During her visit to UW-Madison, Baldwin discussed with researchers the impact that the sequester is having on research, students and America’s future competitiveness. The researchers shared their concern for a “missing generation” of scientists due to a decrease of funds and an increase in competition for resources.

“Over the past half century, more than half of the growth in our nation's GDP has been rooted in scientific discoveries. This is the kind of fundamental, mission-driven research that is done at places like the Great Lakes Bioenergy Research Center where I visited this past week. The Center is a Department of Energy funded consortium of over 400 researchers and innovators researching advanced biofuel technologies that will help support an economy built to last. In addition, I had the chance to sit down and talk to researchers from across the university who rely on federal investments, especially research grants from the NIH and NSF. The entire group spoke about their worries about an entire “missing generation” of scientists. They explained that diminishing grant opportunities and intense competition are putting the brakes on innovation at a time when we need to be stepping on the accelerator.”

Majority witnesses at the hearing discussed the need to invest in short-term economic growth—in addition to laying a foundation for long-term, broad-based growth and prosperity. They included former Treasury Secretary and NEC Director Larry Summers, now Charles Eliot Professor at Harvard University, and Simon Johnson, Ronald A Kurtz Professor of Entrepreneurship at MIT Sloan School of Management, a Senior Fellow at the Peterson Institute for International Economics.

Larry Summers testified that further austerity measures are not the right choice for the United States at this time: “First, it would not be desirable to undertake further measures to rapidly reduce deficits in the short run.

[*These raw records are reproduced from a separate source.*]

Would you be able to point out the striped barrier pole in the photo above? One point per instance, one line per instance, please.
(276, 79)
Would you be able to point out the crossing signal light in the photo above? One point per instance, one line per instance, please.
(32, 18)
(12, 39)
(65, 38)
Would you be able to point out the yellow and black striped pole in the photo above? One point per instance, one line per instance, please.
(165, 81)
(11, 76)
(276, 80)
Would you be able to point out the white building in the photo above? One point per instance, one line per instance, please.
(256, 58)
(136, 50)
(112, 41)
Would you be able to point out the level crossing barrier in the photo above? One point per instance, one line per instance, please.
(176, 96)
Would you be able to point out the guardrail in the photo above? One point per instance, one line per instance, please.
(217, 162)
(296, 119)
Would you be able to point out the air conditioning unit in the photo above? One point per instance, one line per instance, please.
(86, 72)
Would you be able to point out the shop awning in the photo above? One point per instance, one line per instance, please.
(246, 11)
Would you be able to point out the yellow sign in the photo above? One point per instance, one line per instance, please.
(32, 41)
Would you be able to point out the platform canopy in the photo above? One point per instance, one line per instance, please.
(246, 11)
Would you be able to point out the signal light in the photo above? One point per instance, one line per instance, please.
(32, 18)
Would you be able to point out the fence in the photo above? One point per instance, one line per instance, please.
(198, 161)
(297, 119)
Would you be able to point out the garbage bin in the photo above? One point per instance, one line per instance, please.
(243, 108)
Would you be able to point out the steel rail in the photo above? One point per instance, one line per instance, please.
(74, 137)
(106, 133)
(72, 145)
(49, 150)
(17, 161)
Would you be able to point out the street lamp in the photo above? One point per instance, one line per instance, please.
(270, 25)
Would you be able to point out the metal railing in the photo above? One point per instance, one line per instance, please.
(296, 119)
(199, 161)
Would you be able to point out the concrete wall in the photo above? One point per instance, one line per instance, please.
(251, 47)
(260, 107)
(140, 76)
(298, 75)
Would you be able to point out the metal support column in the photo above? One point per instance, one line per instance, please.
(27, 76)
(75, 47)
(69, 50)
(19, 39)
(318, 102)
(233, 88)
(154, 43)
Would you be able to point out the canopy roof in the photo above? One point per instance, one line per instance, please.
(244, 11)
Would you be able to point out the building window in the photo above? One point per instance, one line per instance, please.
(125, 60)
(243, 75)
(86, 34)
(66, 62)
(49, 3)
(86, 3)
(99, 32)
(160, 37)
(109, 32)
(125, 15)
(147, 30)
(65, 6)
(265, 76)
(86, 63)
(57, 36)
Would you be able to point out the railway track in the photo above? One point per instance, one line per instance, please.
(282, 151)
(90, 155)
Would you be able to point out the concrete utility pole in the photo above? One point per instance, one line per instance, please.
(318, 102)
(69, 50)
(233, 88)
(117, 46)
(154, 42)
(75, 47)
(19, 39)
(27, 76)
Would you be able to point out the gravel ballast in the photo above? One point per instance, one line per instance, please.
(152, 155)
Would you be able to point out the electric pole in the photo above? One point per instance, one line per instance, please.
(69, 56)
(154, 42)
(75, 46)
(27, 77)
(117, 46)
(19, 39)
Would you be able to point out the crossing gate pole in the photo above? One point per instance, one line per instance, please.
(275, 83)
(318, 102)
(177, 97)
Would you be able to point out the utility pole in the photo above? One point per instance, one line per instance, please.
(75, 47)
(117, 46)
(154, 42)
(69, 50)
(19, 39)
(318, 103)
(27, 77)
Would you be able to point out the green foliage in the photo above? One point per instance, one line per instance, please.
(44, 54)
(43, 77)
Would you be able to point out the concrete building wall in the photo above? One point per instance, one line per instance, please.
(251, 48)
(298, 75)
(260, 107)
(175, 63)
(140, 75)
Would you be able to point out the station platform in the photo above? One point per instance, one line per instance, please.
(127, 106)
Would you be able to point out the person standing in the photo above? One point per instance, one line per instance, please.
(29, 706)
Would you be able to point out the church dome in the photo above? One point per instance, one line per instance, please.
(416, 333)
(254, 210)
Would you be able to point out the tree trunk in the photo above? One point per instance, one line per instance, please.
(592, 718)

Excessively rapid fiscal consolidation in an economy that is still constrained by lack of demand, and where space for monetary policy action is limited, risks slowing economic expansion at best and halting recovery at worst.”

He also highlighted the importance of making targeted investments that will lay the foundation for future growth: “It is important to recognize that just as increasing debt burdens future generations, so also does a failure to repair decaying infrastructure, or to invest adequately in funding pensions, or in educating the next generation burdens future generations.”

Simon Johnson agreed that “a sudden move towards further tightening fiscal policy in the U.S. would undermine our economic recovery and has the potential to destabilize financial markets.  We are currently moving in a precipitate manner towards an excessive and inappropriate degree of immediate austerity” and “It is far more important to get the economy back onto a sustainable growth path.”

“Even as the national economy is rebounding, businesses and middle-class families in my state remain stuck in neutral,” said Baldwin. “We can change that, but we must make smart investment in our future and grow a “Made in Wisconsin” economy that’s built to last. We can do that by investing in science, technology, engineering and math studies, institutions of higher education, and regional hubs of collaborative research and development.”

Recently, Baldwin gave her first Senate floor speechand highlighted the work at the GLBRC and her commitment to investing in research, science, and innovation in order to build a “Made in Wisconsin” economy and create jobs.